How to find the derivative of an integral where both, the limit and the integrand, are functions of x?
I found a good expository paper by Keith Conrad, which explains by examples the technique of derivative under the integral sign. Here's the link:
http://www.math.uconn.edu/~kconrad/blurbs/analysis/diffunderint.pdf
In these examples, the integrand is a function of both $x$ (the variable on which the differentiation is intended) and the parameter $t$. However, in most of the examples given in the paper, the limits of integration are constants.
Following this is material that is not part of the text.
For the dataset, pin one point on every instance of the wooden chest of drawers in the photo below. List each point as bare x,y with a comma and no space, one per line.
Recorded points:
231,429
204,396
Then, there're these following links from mathmistakes.info, which have examples where the limit of the integral is a function of $x$ but the integrand itself is independent of $x$ (i.e. the integrand is solely a function of $t$).
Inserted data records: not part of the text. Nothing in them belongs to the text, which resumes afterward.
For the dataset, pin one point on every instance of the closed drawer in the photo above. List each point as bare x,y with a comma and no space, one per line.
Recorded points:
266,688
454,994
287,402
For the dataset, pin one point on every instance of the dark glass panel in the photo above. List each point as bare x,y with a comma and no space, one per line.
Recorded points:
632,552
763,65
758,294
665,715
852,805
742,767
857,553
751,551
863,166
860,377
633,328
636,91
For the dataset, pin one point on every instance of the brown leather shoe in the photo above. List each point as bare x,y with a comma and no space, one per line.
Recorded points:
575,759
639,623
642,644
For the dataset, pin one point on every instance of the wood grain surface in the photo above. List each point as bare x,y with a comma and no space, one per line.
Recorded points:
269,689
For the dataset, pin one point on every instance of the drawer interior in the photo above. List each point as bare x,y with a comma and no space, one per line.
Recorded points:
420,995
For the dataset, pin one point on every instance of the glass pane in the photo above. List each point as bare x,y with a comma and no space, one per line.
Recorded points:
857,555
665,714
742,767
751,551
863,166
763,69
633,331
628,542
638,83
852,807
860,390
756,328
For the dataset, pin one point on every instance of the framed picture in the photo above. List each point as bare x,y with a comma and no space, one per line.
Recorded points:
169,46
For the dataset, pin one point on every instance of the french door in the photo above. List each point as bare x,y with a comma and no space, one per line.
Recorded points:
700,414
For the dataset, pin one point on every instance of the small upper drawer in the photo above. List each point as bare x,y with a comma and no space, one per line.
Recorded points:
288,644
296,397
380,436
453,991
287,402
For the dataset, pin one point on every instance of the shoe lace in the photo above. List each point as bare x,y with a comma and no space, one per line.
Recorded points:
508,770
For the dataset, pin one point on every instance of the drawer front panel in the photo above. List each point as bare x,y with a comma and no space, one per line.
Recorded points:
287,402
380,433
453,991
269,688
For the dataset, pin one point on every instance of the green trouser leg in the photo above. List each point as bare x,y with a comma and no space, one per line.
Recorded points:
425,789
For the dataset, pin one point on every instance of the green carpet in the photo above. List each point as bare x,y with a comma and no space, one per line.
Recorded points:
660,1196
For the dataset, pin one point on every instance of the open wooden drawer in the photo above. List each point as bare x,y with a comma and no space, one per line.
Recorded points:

http://www.mathmistakes.info/facts/CalculusFacts/learn/doi/doi.html
http://www.mathmistakes.info/facts/CalculusFacts/learn/doi/doif.html
I was looking for techniques for differentiating integrals of the following kind $$\int_0^{g(x)} h(x,t) dt$$ where both the limit and the integrand are functions of $x$. I would prefer to have some examples of course, but any insight is appreciated.
There is a full derivation here of a more general version:
$$ f(x) = \int_{s(x)}^{g(x)} h(x, t) dt $$
$$ \frac{df}{dx} = \int_{s(x)}^{g(x)} \partial_x h(x, t) dt + h(x, g(x)) \frac{dg}{dx} - h(x, s(x)) \frac{ds}{dx} $$
For sure, this is not a complete answer (since I must confess I do not remember how it is established), but, as far as I know, I think that it is$$\frac{d}{dx}\int_0^{g(x)} h(x,t)\, dt= h\big(x,g(x)\big)\,\frac{dg(x)}{dx}+\int_0^{g(x)} \frac{dh(x,t)}{dx}\, dt$$ The first term is just the application of the fundamental theorem of calculus.
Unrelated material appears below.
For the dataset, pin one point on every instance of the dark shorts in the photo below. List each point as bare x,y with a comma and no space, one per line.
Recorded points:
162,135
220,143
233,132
It is easy to control that, at least, this holds using $h(x,t)=a(x)+b(t)$, $h(x,t)=a(x)\,b(t)$, $h(x,t)=\frac{a(x)}{b(t)}$ and for almost any composition where we can separate the variables.
I played with some more complex functions in which the variables cannot be separated and it works.
I hope and wish you will receive better answers.